Installing Surface Wiring
Now, more than ever, “comfort and convenience” are buzz words when speaking of the home. Comfort and convenience can be experienced in many ways. Ample space, abundant natural light and more than one bathroom are a few examples. Appliances such as a clothes washer and dryer, a central heating and air conditioning system and an automatic dishwasher are examples of some large appliances that can really add comfort and convenience to any home. Moreover, small appliances such as a mixer, automatic can opener and food processor are an almost must for today’s average habitat. Each of these require electricity. That could be a problem, especially for older homes, where there aren’t enough outlets or the electrical system simply won’t safely handle the additional load.
In our work as residential remodeling contractors over the past couple of decades, we have learned a few of the “hot spots” that consumers have when it comes to remodeling their homes. More and larger closets, lots of windows, spacious rooms and more electrical outlets always seem to top the “dream list”. While we believe that all of these are reasonable requests, it is our opinion that electrical should be the number one item. Aside from the convenience that a few extra lights, switches or outlets offer, the electrical system has a great deal to do with the safety of the home.
There are two primary elements of a homes electrical system that relate to safety; the size of the electrical service and the condition of the system (wiring, breakers, fuses, outlets, etc.) Most modern homes have an electrical main service which is rated for 100 amps. Many older homes have a main electrical service which is 60 amps. The smaller service simply is not large enough to handle the electrical demand of the modern home. Additionally, many of these older systems consist of knob and tube wiring, fuses and ungrounded wiring which, by today’s standards, cannot be considered safe.
We believe that upgrading an electrical main service and rewiring a substandard electrical system is one of the best and smartest investments that a homeowner can make. No amount of money can compensate for the loss of life or irreplaceable personal property that are the result of a house fire caused by a faulty electrical system.
We don’t consider upgrading a main service or rewiring a house an average do-it-yourself project. Therefore we recommend that a professional electrician be consulted.
Your main service and wiring may be in good shape and all you want to do is add an outlet or two, or a switch and fixture box for a light or ceiling fan. The good news is that this is a project that can be tackled by a do-it-yourselfer. The bad news is that the task can be a major undertaking, especially when the home is built on a concrete slab or has no attic. The addition of just one plug can mean cutting out wallboard, drilling holes in framing and “fishing” wires to new locations. If this isn’t your idea of fun on a Saturday afternoon, you may want to consider the alternative; surface wiring.
Surface wiring is a system in which the wires are simply run across the surface of a wall or ceiling but are concealed and protected by a decorative cover or channel. The advantage of surface wiring is that it can be done with little or no disruption to existing finishes. This can be a real plus especially when wallpaper or paneling is involved. The disadvantage (and the objection that most folks have to this system) is that it can be difficult to conceal and can “stick out like a sore thumb.” However, where walls are made of block, concrete or other material that make wire-fishing impossible, surface wiring might be the only practical choice. Note: this type of surface wiring system is not designed for exterior use. There are other surface wiring systems which are approved for exterior use.

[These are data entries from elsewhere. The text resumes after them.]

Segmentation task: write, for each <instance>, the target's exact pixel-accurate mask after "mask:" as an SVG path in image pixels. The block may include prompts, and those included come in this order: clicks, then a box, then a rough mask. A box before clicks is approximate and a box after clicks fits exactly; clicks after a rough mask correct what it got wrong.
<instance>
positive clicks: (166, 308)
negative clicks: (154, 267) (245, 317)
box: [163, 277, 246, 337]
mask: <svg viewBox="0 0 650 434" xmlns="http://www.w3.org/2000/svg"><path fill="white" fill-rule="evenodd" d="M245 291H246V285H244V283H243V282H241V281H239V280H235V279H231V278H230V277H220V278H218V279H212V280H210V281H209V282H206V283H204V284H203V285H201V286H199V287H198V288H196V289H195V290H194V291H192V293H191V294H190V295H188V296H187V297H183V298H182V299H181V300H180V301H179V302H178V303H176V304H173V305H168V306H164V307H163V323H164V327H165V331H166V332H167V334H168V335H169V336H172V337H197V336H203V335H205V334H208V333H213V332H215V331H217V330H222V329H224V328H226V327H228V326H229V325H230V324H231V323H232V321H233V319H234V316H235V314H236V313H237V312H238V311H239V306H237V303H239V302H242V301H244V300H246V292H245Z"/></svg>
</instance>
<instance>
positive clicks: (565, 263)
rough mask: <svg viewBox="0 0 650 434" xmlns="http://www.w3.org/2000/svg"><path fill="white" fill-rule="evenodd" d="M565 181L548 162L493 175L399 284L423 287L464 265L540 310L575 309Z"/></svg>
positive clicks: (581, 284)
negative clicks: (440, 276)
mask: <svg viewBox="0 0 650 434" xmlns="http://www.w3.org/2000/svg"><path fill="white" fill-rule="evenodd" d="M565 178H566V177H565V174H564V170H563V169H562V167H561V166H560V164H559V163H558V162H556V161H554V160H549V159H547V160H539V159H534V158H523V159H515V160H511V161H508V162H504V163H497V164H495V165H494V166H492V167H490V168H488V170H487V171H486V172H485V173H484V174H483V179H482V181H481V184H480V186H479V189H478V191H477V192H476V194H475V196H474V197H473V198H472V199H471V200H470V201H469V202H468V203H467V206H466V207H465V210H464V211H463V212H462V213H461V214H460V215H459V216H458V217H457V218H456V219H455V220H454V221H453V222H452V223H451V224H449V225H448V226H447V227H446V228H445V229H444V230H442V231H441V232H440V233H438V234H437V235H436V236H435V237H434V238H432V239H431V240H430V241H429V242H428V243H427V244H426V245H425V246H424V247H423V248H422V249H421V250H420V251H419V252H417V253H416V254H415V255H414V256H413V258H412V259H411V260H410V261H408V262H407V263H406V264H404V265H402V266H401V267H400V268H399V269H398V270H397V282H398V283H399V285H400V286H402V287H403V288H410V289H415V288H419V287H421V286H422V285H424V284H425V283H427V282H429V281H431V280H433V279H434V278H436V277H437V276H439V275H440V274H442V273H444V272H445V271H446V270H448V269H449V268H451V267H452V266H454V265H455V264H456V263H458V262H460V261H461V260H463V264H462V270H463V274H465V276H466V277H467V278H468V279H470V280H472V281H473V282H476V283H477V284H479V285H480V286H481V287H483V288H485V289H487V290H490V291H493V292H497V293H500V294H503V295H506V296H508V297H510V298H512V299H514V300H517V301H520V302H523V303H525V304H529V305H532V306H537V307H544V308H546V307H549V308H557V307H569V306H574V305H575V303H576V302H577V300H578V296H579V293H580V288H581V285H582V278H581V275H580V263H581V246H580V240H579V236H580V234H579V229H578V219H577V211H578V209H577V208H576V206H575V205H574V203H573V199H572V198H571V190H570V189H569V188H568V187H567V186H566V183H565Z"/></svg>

Before surface wiring is attempted the electrical system should be in good shape as discussed earlier. Care should be taken not to overload an existing circuit by using too many appliances or devices simultaneously. However, adding a few new outlets to a circuit is seldom a problem. When in doubt, consult a professional electrician.
Surface wiring systems consist of metal or heavy plastic components and can be purchased at most home centers. They come with an assortment of fittings to make installation as simple as possible. The material can be cut with a hacksaw, therefore eliminating the need for any power tools. However, a cordless driver/drill can make the job a lot easier. The only other tool required is a combination wire cutter/stripper.
The installation process is simple. Begin by creating a diagram which outlines where the new outlet, switch or fixture is to be located in relation to existing electrical. Choose an existing outlet which will serve as the power source for the addition. Turn of the power to the outlet in question and remove the cover plate and the outlet to expose just the wiring. Attach a starter box to the existing outlet box and run the surface wiring system to the desired location. The new starter box has a dual purpose. It serves as both a junction box for the wire connections and also as an outlet. Turn the electrical back on after all connections have been made.
Remember to consult with local building officials to determine if a permit will be required and to ensure that the work complies with local codes.